You seem to be misunderstanding those quotes.
If you don't understand it intuitively, let me try just brute forcing the point using the logic from that quote:
Would you agree that an accelerated observer in the absence of a gravitational field has a non-zero proper acceleration? If so, then so too must an a non accelerated (non coordinate acceleration) observer in a gravitational field have a non-zero proper acceleration.

The terms in that quote are referring to coordinate quantities ("at rest", "accelerated", "non-accelerated"), and the part about 'absense of a gravitational field' has an implied inertial coordinate system.
Hopefully that helps some.

Last edited: Dec 6, 2008
21. Dec 6, 2008

Staff: Mentor

Hi Justin,

I think your student has hit on one of the big limitations of GR. It isn't the equivalence principle, per se, but rather how GR treats energy. It is pretty well-known that http://math.ucr.edu/home/baez/physics/Relativity/GR/energy_gr.html" [Broken]. So basically if we look at a small scenario energy will be conserved, but once we get to the point that the curvature of spacetime becomes significant then energy becomes hard even to define.

So back to the student's scenario. If we look at the book on the table in a free-falling frame then the work is obviously done by the normal force of the table. No problem, work is done on the book whose KE increases, energy conserved. Now, where did the table get that energy? There is no chemical reaction, no electrical energy, no potential energy, etc., instead the energy comes from work being done on the table by the normal force from the floor. No problem, work is done on the table whose KE increases and which does work on the book whose KE increases, energy conserved. Now, where did the floor get that energy? ... This goes on until you get to the point where you are no longer able to neglect the curvature of spacetime and you can no longer speak about inertial frames and the equivalence principle at all and you can only talk about energy with great dificulty and with careful definitions.

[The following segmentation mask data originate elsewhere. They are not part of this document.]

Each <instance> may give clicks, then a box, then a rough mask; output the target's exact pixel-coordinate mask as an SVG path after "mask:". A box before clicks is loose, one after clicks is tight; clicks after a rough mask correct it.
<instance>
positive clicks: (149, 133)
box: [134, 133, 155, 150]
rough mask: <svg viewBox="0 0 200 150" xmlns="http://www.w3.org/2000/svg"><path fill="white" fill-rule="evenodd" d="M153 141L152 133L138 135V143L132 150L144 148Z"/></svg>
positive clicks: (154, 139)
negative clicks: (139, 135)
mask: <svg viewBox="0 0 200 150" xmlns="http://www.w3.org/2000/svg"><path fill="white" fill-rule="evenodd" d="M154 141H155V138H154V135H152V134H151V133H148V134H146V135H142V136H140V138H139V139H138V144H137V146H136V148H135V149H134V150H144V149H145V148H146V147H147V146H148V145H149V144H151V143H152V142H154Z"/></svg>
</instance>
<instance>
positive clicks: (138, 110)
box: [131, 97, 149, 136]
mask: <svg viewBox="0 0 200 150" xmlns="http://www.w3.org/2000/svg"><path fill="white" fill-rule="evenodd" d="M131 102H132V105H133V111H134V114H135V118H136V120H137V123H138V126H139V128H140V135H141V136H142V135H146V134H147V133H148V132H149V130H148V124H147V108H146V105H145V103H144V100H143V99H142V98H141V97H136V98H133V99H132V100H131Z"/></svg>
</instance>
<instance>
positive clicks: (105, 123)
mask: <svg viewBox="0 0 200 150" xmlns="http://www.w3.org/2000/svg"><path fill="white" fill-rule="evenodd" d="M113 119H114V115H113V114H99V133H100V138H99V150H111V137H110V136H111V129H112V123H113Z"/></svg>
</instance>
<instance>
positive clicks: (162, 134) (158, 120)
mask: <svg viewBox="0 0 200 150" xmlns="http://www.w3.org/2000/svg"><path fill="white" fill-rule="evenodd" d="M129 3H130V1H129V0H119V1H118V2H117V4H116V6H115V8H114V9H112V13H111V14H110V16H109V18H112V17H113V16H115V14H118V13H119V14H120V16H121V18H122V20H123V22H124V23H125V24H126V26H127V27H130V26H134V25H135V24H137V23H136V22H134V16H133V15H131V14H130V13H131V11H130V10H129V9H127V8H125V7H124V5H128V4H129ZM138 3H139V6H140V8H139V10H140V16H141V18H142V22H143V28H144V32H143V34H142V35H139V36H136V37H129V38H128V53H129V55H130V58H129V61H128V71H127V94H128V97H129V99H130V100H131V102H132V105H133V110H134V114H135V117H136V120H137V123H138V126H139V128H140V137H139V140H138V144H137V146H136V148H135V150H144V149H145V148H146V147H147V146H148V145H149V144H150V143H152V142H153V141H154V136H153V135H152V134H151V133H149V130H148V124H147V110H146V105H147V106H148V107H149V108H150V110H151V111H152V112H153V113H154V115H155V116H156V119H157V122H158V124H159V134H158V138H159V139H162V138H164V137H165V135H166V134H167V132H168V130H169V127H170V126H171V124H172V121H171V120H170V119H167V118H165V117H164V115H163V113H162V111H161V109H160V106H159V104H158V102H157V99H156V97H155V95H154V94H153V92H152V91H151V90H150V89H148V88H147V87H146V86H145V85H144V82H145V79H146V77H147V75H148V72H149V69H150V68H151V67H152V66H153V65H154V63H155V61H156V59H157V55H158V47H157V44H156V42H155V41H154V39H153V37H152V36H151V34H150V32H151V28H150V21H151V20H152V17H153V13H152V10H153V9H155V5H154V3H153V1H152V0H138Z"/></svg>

I am not sure that will satisfy the student, but I think it is important to let them know the difficulties with talking about energy on a large scale in GR. Particularly if this particular student is perceptive enough to come up with this objection.

Last edited by a moderator: May 3, 2017
22. Dec 6, 2008

JustinLevy

While I don't understand the full subtly of energy conservation issues in GR, I do understand the basics and am aware of the issue. I feel you are using the 'energy issue' as a scape goat here. We have a static spacetime, and even a timelike Killing vector. Energy conservation is not an issue here.

I think I'm misunderstanding you here. As long as the curvature is finite, can't we always talk about a local inertial frame and the equivalence principle?

Last edited: Dec 6, 2008
23. Dec 6, 2008

Staff: Mentor

Huh? Energy conservation is obviously an issue here since it is the subject of the student's question.

No, the equivalence principle holds only when the curvature is negligible, i.e. ~0.

24. Dec 6, 2008

JustinLevy

But defining energy is not a problem here, because not only do we have a static spacetime, but we have a timelike Killing vector. So the problematic issue of defining energy in GR under general conditions is not a relevant issue here.

What!? Are you saying the equivalence principle only holds exactly in flat space-time?
That makes absolutely no sense to me. Please do explain.

25. Dec 6, 2008

atyy

Doesn't the question make sense in Newtonian gravity (Isn't the book gaining energy in a free-falling frame)? Or is there an aspect that is specific to GR?